I was troubled by our in class salt licking, not because I dislike salt, but because ordinary table salt, licked out of our hands, is so different from the way salt is described in The Book of Salt, and so contrary to how salt is used in cooking.  Throughout reading the book, and throughout class on Thursday, I had this unformed idea in my head that we never really got to understand the significance of the salt in the book.  Then, when we read parts of Jessy's post about the queerness in the book being a fact that is simply allowed to be an ingredient that, though it enriches the story and brings a complexity to it, is not overburdened that I understood what was vexxing me.

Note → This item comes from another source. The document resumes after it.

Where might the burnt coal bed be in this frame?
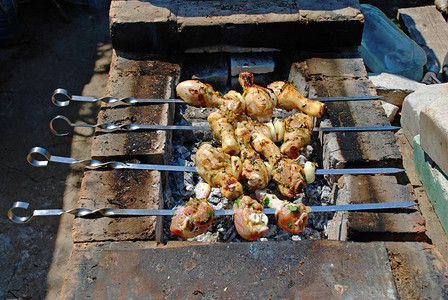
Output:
[163,65,334,243]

The thing about salt is that is in nearly everything we eat. It brings out the sweetness of sweet foods, complexifies spicy and aromatic foods, tames bitterness, and even makes foods that may have been considered bland without it palateable. It comes in many forms and from many places, from iodized table salt to fluer de sal (which can be almost floral). However, the other thing about salt is that you can go through an entire meal without ever really naming its presence.  In fact. if it's too obvious, too overused, or too heavy handed, it can turn a feast into chore.  Like salt can take the focus off the other aspects of a meal, so can queerness if it's forced to become the central aspect of a character's being.  I think that, by allowing the characters within it to have multiple facets of their lives, The Book of Salt also allows their sexualities to flourish and enrich the story, instead of overpowering the narrative.